Data frame or data.table containing the dataset to summarize. Automatically converted to a data.table for efficient processing.

by

Character string specifying the column name of the grouping variable for stratified analysis (e.g., treatment arm, exposure status). When NULL (default), produces overall summaries only without group comparisons or statistical tests.

variables

Character vector of variable names to summarize.

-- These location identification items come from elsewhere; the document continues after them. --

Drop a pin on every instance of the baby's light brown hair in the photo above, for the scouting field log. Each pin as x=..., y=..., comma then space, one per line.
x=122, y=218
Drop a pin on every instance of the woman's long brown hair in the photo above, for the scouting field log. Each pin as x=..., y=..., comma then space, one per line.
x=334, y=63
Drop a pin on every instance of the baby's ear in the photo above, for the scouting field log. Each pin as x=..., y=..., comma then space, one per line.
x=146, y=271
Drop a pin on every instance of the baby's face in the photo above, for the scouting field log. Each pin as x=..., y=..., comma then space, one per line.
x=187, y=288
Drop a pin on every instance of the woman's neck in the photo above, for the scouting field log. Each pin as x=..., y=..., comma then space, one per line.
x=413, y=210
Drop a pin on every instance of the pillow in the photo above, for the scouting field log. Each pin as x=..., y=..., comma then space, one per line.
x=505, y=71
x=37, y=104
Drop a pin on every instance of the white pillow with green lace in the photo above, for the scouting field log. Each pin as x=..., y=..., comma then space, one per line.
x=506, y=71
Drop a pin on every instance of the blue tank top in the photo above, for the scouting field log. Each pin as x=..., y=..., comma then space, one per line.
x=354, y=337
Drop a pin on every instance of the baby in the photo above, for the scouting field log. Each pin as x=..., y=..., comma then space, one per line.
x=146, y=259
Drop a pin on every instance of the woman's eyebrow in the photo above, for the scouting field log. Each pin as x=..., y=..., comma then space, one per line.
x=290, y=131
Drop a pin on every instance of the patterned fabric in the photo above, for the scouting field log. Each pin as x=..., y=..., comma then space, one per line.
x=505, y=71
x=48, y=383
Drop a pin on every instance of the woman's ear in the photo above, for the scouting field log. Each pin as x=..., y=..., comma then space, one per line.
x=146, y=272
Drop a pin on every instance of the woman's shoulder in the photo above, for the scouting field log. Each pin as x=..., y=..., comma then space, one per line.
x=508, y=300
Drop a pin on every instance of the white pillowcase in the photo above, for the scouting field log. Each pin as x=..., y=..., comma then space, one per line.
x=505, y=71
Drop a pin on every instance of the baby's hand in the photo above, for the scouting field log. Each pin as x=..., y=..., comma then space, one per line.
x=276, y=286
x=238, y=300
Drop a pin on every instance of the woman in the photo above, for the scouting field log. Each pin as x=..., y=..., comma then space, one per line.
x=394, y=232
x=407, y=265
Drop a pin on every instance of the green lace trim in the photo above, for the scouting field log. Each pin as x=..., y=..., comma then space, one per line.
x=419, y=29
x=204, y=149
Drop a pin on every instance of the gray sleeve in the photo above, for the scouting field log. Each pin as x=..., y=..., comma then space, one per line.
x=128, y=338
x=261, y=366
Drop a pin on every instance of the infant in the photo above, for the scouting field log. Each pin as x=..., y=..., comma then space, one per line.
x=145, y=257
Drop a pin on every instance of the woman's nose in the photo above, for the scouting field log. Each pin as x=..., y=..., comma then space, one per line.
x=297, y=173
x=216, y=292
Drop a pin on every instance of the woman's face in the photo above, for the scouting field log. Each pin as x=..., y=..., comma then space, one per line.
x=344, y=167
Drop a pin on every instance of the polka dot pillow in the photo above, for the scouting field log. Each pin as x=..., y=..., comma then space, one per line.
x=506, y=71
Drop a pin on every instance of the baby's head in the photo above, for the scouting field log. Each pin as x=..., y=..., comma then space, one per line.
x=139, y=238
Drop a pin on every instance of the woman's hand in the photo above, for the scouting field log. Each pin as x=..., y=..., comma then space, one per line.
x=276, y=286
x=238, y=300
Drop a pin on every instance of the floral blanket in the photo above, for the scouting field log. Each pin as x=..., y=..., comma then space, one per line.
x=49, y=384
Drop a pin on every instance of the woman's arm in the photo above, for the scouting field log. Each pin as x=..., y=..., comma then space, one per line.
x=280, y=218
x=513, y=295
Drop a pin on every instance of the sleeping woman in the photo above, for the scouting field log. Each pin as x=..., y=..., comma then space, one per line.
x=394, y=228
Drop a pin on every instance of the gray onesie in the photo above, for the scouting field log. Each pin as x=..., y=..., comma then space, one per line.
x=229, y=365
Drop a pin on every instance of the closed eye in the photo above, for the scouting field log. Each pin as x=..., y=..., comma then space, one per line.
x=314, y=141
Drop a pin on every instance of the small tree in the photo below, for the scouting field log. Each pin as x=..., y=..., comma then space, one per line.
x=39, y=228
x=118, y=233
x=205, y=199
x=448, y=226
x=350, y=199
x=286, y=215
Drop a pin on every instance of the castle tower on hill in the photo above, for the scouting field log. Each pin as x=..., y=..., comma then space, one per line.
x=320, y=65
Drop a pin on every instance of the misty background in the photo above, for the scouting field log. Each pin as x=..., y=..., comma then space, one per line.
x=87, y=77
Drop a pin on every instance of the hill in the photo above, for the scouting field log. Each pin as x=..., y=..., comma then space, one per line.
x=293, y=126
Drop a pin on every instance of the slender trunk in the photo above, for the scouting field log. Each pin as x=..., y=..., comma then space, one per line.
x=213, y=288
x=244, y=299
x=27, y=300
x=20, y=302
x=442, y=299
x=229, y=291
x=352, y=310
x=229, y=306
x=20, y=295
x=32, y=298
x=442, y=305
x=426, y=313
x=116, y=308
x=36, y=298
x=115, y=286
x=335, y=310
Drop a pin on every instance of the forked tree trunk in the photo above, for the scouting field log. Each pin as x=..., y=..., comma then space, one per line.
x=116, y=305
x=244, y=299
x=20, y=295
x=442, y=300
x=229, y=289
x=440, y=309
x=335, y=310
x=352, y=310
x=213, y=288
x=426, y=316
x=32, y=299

Can include standard column names for continuous or categorical variables, and survival expressions using Surv() syntax (e.g., "Surv(os_months, os_status)"). Variables are processed in the order provided.

stats_continuous

Character vector specifying which statistics to compute for continuous variables. Multiple values create separate rows for each variable. Options:

"mean_sd" - Mean \(\pm\) standard deviation
"median_iqr" - Median [interquartile range]
"median_range" - Median (minimum-maximum)
"range" - Minimum-maximum only

Default is "median_iqr".

stats_categorical

Character string specifying the format for categorical variable summaries:

"n" - Count only
"percent" - Percentage only
"n_percent" - Count (percentage) [default]

digits

Integer specifying the number of decimal places for continuous statistics. Default is 1.

p_digits

Integer specifying the number of decimal places for p-values. Values smaller than 10^(-p_digits) are displayed as "< 0.001" (for p_digits = 3), "< 0.0001" (for p_digits = 4), etc. Default is 3.

conf_level

Numeric confidence level for confidence intervals in survival variable summaries (median survival time with CI). Must be between 0 and 1. Default is 0.95 (95% confidence intervals).

p_per_stat

Logical. If TRUE, displays p-values on each row (per statistic) rather than only on the first row of each variable. Useful when different statistics within a variable warrant separate significance testing. Default is FALSE.

na_include

Logical. If TRUE, missing values (NAs) are displayed as a separate category/row for each variable. If FALSE, missing values are silently excluded from calculations. Default is FALSE.

na_label

Character string used to label the missing values row when na_include = TRUE. Default is "Unknown".

na_percent

Logical. Controls how percentages are calculated for categorical variables when na_include = TRUE:

If TRUE, percentages include NAs in the denominator (all categories sum to 100%)
If FALSE, percentages exclude NAs from the denominator (non-missing categories sum to 100%, missing shown separately)

Only affects categorical variables. Default is FALSE.

test

Logical. If TRUE, performs appropriate statistical tests for group comparisons and adds a p-value column. Requires by to be specified. Tests are automatically selected based on variable type and test parameters. Default is TRUE.

test_continuous

Character string specifying the statistical test for continuous variables:

"auto" - Automatic selection: t-test/ANOVA for means, Wilcoxon/Kruskal-Wallis for medians [default]
"t" - Independent samples t-test (2 groups only)
"aov" - One-way ANOVA (2+ groups)
"wrs" - Wilcoxon rank-sum test (2 groups only)
"kwt" - Kruskal-Wallis test (2+ groups)

test_categorical

Character string specifying the statistical test for categorical variables:

"auto" - Automatic selection: Fisher exact test if any expected cell frequency < 5, otherwise \(\chi^2\) test [default]
"fisher" - Fisher exact test
"chisq" - \(\chi^2\) test

total

Logical or character string controlling the total column:

TRUE or "first" - Include total column as first column after Variable/Group [default]
"last" - Include total column as last column before p-value
FALSE - Exclude total column

total_label

Character string for the total column header. Default is "Total".

labels

Named character vector or list providing custom display labels for variables. Names should match variable names (or Surv() expressions), values are the display labels. Variables not in labels use their original names. Can also label the grouping variable specified in by. Default is NULL.

number_format

Character string or two-element character vector controlling thousand and decimal separators in formatted output. Named presets:

"us" - Comma thousands, period decimal: 1,234.56 [default]
"eu" - Period thousands, comma decimal: 1.234,56
"space" - Thin-space thousands, period decimal: 1 234.56 (SI/ISO 31-0)
"none" - No thousands separator: 1234.56

Or provide a custom two-element vector c(big.mark, decimal.mark), e.g., c("'", ".") for Swiss-style: 1'234.56.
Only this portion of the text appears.